In Islamic tradition, these diseases fall under two categories. The first is known as shubuhāt or obfuscations, diseases that relate to impaired understanding. For instance, if somebody is fearful that God will not provide for him or her, this is considered a disease of the heart because a sound heart has knowledge and trust, not doubt and anxiety. Shubuhāt alludes to aspects closely connected to the heart: the soul, the ego, Satan’s whisperings and instigations, caprice, and the ardent love of this ephemeral world. The heart is an organ designed to be in a state of calm, which is achieved with the remembrance of God: Most surely, in the remembrance of God do hearts find calm (QURAN, 13:28). This calm is what the heart seeks out and gravitates to. It yearns always to remember God the Exalted. But when God is not remembered, when human beings forget God, then the heart falls into a state of agitation and turmoil. In this state it becomes vulnerable to diseases because it is undernourished and cut off, Cells require oxygen, so we breathe, If we stop breathing, we die, The heart also needs to breathe, and the breath of the heart is none other than the remembrance of God. Without it, the spiritual heart dies. The very purpose of revelation and of scripture is to remind us that our hearts need to be nourished.
We enter the world in a state the Quran calls fiṭra, our original state and inherent nature that is disposed to accept faith and prefer morality. But we soon learn anxiety mainly from our parents and then our societies. The heart is created vulnerable to anxiety and agitation (QURAN, 70:19). Those who are protected from this state are people of prayer, people who establish prayer and guard its performance with a humble and open heart connected with God, the Lord of all creation, The highest ranks among people are those who do not allow anything to divert them from the remembrance of God. They are the ones who remember God as they are standing, sitting, and reclining on their sides (QURAN, 3:191).
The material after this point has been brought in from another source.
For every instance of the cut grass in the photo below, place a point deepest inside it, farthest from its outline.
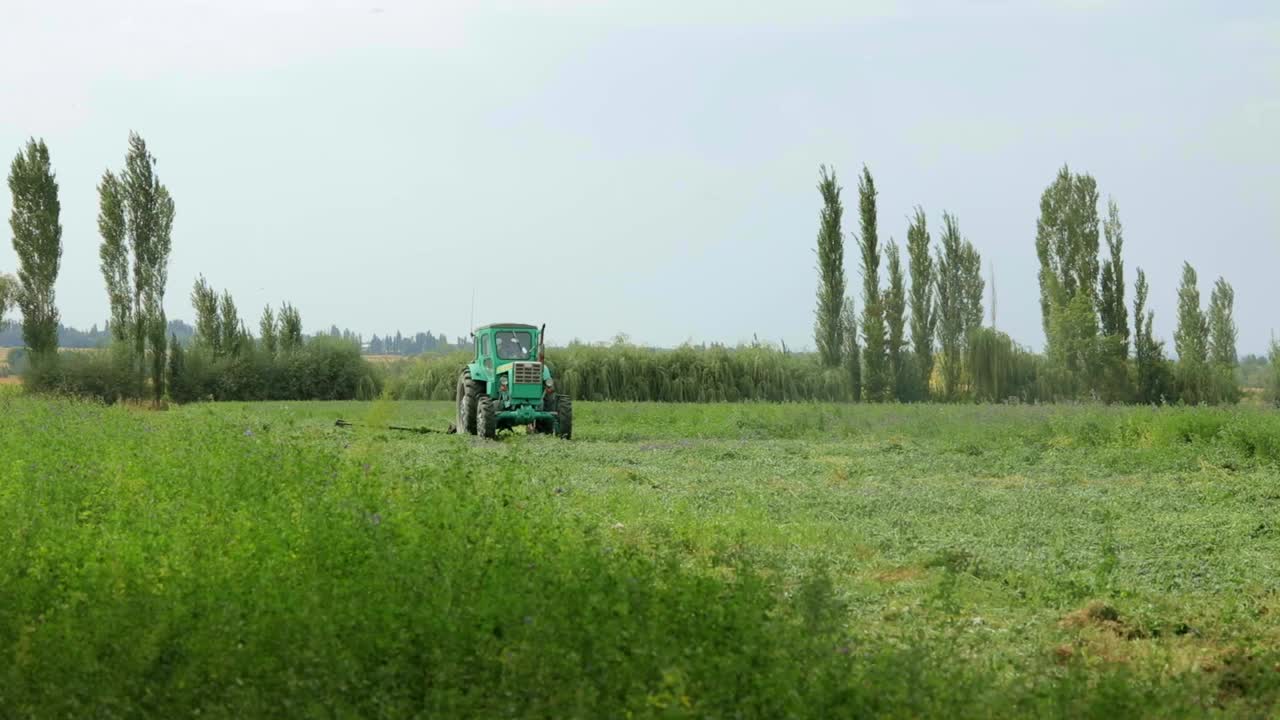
(813, 560)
The second category of disease concerns the base desires of the self and is called shahawāt. This relates to our desires exceeding their natural state, as when people live merely to satisfy these urges and are led by them. Islam provides the method by which our hearts can become sound and safe again. This method has been the subject of brilliant and insightful scholarship for centuries in the Islamic tradition. One can say that Islam in essence is a program to restore purity and calm to the heart through the remembrance of God.